We’ve been privileged to watch a lot of fine young musicians grow up in the Triangle. Violinist James Dargan is one of them. We met when his father and I slipped over to an ice-cream parlor on Hillsborough Street, years ago, to talk about music criticism. James tagged along, and for reasons that elude me at this juncture I taught him how to make a bow tie out of a dollar bill – which he happily took away when he left. Over the years, we’ve watched him grow as a person and as an artist, playing first in ensembles of the Duke University String School, studying with its director, Dorothy Kitchen, and then gradually starting to appear in various solo roles here and there. It seems like only yesterday, but as I write this, he is preparing to leave for Boston University, where he will pursue his education – and continue to study violin with Nicholas Kitchen, of the New England Conservatory. A recital given on the evening of August 25 in the auditorium of The Forest at Duke Retirement Center seems to have marked his temporary farewell to the Triangle, but he promises to return.

The well-attended program was generous, almost to a fault, and wound up being longer than we’d anticipated, based on CVNC‘s calendar listing. Dargan plays a violin made by Geoffrey Ovington (http://www.ovingtonviolins.com/ [inactive 9/05]), provided by Chevron-Texaco after he won [a] competition in Michigan last spring. He began with Bach’s Second Partita in D Minor, S.1004. There were, initially, some minor jitters, but by the end of the Sarabande the performance leveled out and thereafter gave considerable pleasure. Dargan is a fine technician, he displayed a firm command of the work’s structure, and he managed to elicit more than a few gasps of pleasure from the crowd. For Brahms’ Sonata No. 2, in A, Op. 100, and the remaining works on the program, he was accompanied by Joseph W. Kitchen, which means that Dargan effectively covered all the necessary bases in the recital, which (perhaps unintentionally) paid tribute to the Kitchens while concurrently being dedicated to the memory of the violinist’s grandmothers. The Brahms glowed, and Dargan exuded grace and dignity in its slow movement. The piano, kept on its short stick, sounded a bit clunky (no fault of the player, of course), and the room’s air conditioning is at times noisily intrusive – although no one present can have wanted it turned off! The formal part of the program ended with a truly handsome reading of Saint-Saëns’ Third Concerto, given (of course) in a reduction for violin and piano. It’s the best known of the French master’s works in this form, but it’s not often heard in concert or recital, so it was a treat to encounter it again. The encore was Milstein’s arrangement of Chopin’s Nocturne in C-Sharp Minor, which both players managed to milk for all it is worth and then some. Thus were presented four works with distinctive musical profiles. Each was nicely detailed, and the sum of the diverse parts proved impressive on all counts.

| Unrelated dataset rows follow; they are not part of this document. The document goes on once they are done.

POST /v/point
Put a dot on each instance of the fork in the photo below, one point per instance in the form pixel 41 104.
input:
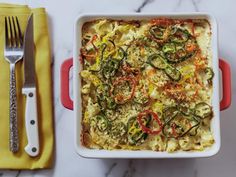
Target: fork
pixel 13 53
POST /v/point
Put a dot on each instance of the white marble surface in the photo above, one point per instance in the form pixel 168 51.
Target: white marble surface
pixel 67 163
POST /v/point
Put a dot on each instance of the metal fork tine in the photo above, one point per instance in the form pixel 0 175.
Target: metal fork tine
pixel 6 33
pixel 19 32
pixel 11 33
pixel 17 40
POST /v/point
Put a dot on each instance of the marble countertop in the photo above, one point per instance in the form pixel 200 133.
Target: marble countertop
pixel 67 163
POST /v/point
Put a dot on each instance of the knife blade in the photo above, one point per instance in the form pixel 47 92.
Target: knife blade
pixel 29 90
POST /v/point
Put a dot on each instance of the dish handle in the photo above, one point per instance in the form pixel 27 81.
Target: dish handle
pixel 65 90
pixel 68 103
pixel 226 84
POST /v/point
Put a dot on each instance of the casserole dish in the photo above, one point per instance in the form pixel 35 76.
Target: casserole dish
pixel 83 151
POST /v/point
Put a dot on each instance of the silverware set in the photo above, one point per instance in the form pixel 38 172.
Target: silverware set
pixel 16 49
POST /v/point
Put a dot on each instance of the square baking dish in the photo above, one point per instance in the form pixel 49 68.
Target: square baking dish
pixel 67 102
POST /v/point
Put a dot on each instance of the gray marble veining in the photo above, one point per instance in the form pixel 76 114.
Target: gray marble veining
pixel 67 163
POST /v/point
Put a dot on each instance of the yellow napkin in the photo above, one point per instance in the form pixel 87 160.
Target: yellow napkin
pixel 21 160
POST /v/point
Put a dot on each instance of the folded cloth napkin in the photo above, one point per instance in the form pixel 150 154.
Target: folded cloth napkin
pixel 21 160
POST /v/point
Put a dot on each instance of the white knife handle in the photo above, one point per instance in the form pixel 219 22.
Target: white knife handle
pixel 31 121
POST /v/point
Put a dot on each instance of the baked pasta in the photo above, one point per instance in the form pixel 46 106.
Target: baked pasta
pixel 147 85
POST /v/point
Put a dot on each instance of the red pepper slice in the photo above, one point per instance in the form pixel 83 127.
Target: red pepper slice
pixel 155 117
pixel 173 128
pixel 120 98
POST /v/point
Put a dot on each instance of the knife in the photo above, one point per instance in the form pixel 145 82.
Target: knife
pixel 29 90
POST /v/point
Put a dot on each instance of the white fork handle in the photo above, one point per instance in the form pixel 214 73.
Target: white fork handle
pixel 31 121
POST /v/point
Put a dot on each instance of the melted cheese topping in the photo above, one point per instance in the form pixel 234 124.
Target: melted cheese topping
pixel 116 51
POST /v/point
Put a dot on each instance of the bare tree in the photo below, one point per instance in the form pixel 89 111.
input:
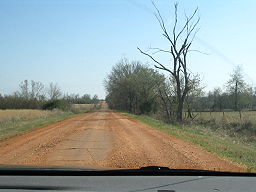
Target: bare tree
pixel 24 89
pixel 180 41
pixel 54 92
pixel 37 90
pixel 236 85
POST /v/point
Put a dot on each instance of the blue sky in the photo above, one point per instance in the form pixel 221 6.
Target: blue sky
pixel 76 43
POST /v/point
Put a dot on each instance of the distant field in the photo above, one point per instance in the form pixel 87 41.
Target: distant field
pixel 232 116
pixel 213 141
pixel 13 122
pixel 81 108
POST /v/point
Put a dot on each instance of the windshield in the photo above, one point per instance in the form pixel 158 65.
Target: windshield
pixel 128 84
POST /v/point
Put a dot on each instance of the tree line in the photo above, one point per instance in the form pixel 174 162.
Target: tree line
pixel 136 88
pixel 35 95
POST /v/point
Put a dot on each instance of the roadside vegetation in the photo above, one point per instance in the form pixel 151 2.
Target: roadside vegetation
pixel 16 121
pixel 212 141
pixel 222 120
pixel 35 105
pixel 13 122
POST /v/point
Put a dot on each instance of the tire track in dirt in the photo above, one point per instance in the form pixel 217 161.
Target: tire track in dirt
pixel 106 139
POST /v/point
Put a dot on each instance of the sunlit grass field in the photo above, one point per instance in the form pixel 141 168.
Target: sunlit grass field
pixel 228 116
pixel 81 108
pixel 214 141
pixel 13 122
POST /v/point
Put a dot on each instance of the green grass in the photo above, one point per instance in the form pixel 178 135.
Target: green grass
pixel 13 127
pixel 223 146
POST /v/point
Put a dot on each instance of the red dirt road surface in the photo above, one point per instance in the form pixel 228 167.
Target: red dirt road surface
pixel 106 139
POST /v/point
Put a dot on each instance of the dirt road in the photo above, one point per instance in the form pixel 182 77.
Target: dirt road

We wish Dargan well as he moves to Massachusetts and hope that his transformation to being a “proper Bostonian” won’t impede his generally relaxed demeanor and ingratiating podium manner.

For the record, Dargan’s soon-to-be teacher Nicholas Kitchen will return to St. Stephen’s Episcopal Church, in Durham, to play the same Bach partita, together with the other two and the three sonatas that, collectively form S.1001-6, in January. For this writer, the concert will round out a circle, of sorts, for it was there, long ago, that we first heard Kitchen play, when he was a good deal younger than Dargan is now!